Lawrence—citing a long list of statistics about national reports on crime, school gun crime and gun ownership—said she is especially concerned about faculty and students bringing guns to school. 

However, Lawrence’s cited statistics showed that as gun ownership increases, crime decreases. She said in 2001, 84 out of every 100 people in the United States owned a gun. In 2007, 88.8 out of every 100 people were gun owners, the highest number in the world. Lawrence said gun murders in 2010 were the lowest since 1981.

“With lots of guns, we are considered a violent country,” she said. 

Lawrence also said gun manufacturing in the United States doubled from 2001 to 2007, 3.7 million to 6.1 million.

Lawrence questioned whether bringing guns on campus would make a campus safer. She said a teacher who carries a gun on campus could make a student feel less safe and insecure. The student might fear heated dialogue or debate with a teacher or may grow to fear the teacher, Lawrence said.

She said in the past 15 years, gun crime has decreased as a result of zero tolerance of fire arms on America’s school campuses. 

Jordan said he agrees with Lawrence that gun sales have had a huge increase in the past 20 years. And “violent crime went crashing down” as a result, he said. 

The crime rate today is as low as it was in 1967-68, Jordan argued.

Jordan also said when gun-related homicides are calculated, a hospital’s trauma care should be considered as a factor in the death. 
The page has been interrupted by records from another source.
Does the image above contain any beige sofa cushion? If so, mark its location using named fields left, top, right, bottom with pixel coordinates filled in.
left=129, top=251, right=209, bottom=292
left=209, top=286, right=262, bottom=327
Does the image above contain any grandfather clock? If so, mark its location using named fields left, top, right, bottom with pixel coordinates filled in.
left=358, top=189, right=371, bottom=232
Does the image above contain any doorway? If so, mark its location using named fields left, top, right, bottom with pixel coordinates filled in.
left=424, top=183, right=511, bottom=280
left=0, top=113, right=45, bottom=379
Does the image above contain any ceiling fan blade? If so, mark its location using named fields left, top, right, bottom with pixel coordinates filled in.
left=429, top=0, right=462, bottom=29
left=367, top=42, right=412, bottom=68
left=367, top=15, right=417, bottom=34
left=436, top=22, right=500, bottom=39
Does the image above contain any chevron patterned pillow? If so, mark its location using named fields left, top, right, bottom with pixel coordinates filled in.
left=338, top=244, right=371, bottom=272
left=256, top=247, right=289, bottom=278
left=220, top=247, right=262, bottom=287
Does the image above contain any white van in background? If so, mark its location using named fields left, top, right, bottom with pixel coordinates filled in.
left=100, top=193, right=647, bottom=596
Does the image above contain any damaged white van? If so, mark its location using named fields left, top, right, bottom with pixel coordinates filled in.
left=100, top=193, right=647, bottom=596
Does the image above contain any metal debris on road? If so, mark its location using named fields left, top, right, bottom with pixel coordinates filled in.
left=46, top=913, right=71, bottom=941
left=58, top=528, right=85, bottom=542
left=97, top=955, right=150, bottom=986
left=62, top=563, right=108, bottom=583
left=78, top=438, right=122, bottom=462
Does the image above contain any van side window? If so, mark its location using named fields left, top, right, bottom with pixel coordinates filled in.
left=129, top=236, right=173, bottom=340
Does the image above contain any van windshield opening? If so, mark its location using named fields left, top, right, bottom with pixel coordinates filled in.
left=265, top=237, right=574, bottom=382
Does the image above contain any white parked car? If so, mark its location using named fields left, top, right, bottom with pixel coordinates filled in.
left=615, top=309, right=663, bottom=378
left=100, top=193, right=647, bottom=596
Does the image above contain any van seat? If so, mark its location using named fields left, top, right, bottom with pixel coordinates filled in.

In support of teachers carrying guns on campus, Jordan cited Israel’s reponse after several school shootings. He said teachers were permitted to open carry and school shootings decreased. 

In response, Lawrence said though Israel’s school shootings decreased, suicides by Army personnel increased, causing Israeli officials to ban soldiers from taking guns home during furlough. 

Both professors were concerned about mental health issues of potential gun owners. However, Jordan said if the data for mental health patients and gun ownership were merged, he feared patients would not visit their mental health counselors. 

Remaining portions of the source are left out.